There we the once-sundered together were blended,
We strangers, unknown once, were hidden by naught.
I kissed and I wondered how doubt was all ended,
How friendly her excellent fairness was wrought.
Round the hall of the Garden the hot sun is burning,
But no master nor minstrel goes there in the shade,
It hath never a warden till comes the returning,
When the moon shall hang high and all winds shall be laid.
Waned the day and I hied me afield, and thereafter
I sat with the mighty when daylight was done,
But with great men beside me, midst high-hearted laughter,
I deemed me of all men the gainfullest one.
To wisdom I hearkened; for there the wise father
Cast the seed of his learning abroad o'er the hall,
Till men's faces darkened, but mine gladdened rather
With the thought of the knowledge I knew over all.
Sang minstrels the story, and with the song's welling
Men looked on each other and glad were they grown,
But mine was the glory of the tale and its telling
How the loved and the lover were naught but mine own.

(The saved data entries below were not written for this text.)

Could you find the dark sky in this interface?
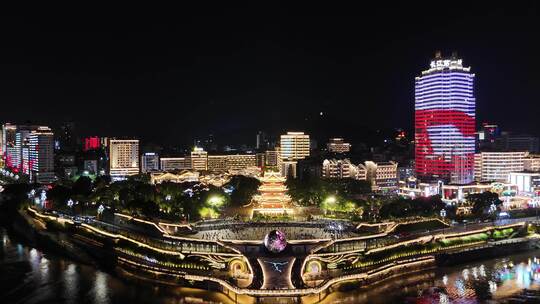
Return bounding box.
[1,3,539,147]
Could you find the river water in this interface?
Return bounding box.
[1,227,539,304]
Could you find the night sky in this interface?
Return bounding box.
[0,3,539,147]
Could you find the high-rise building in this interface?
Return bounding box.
[474,151,527,182]
[24,127,55,183]
[190,147,208,171]
[108,139,139,180]
[256,131,268,150]
[141,152,160,173]
[59,121,77,152]
[1,123,17,169]
[415,52,475,184]
[2,124,47,173]
[280,132,310,161]
[327,138,351,153]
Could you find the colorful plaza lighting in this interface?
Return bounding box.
[415,52,476,184]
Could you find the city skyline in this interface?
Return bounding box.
[0,3,539,145]
[3,5,540,303]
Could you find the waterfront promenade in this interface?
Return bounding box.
[22,206,540,299]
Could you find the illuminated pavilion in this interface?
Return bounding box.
[251,171,294,217]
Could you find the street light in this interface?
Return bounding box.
[323,196,337,216]
[208,195,224,207]
[490,202,497,224]
[489,203,497,213]
[325,196,337,204]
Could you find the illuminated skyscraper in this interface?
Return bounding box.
[415,52,475,184]
[26,127,55,183]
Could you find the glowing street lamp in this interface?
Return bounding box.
[207,195,224,207]
[325,196,337,204]
[440,209,447,218]
[489,203,497,214]
[323,196,337,215]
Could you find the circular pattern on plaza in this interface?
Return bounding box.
[264,230,287,253]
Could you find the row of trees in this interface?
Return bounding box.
[44,175,261,221]
[8,168,506,223]
[286,177,371,206]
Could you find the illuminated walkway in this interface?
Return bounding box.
[25,207,538,298]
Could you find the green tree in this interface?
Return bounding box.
[467,191,502,217]
[47,184,72,209]
[226,176,261,206]
[72,176,93,196]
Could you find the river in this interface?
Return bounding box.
[1,227,539,304]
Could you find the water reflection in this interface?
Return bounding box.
[1,227,540,304]
[93,272,110,304]
[63,263,78,304]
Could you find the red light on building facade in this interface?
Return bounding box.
[414,54,476,184]
[83,137,100,151]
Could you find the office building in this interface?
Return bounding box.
[2,124,47,173]
[365,161,398,191]
[474,151,527,182]
[415,52,475,184]
[327,138,351,153]
[109,139,139,180]
[207,154,259,172]
[279,132,309,178]
[256,152,265,168]
[280,132,310,160]
[58,121,77,152]
[256,131,268,150]
[160,157,191,171]
[265,150,279,167]
[226,154,257,170]
[524,155,540,172]
[280,159,297,178]
[207,155,227,172]
[25,127,55,183]
[141,152,160,173]
[191,147,208,171]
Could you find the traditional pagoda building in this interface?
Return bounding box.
[251,171,294,217]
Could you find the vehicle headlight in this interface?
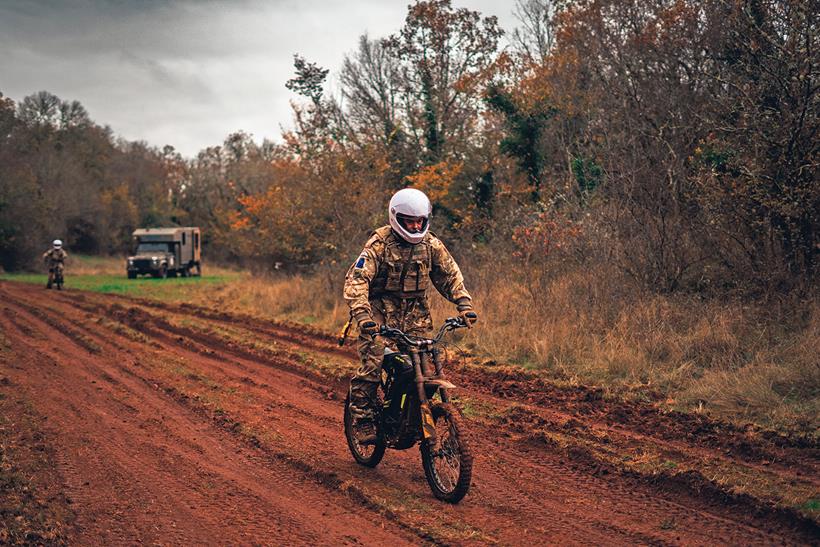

When he was done all kept silence till they should know whether
the lord should praise the song or blame; and he said naught
for a good while, but sat as if pondering: but at last he spake:
"Thou art young, and would that we were young also!
Thy song is sweet, and it pleaseth me, who am a man of war,
and have seen enough and to spare of rough work, and would
any day rather see a fair woman than a band of spears.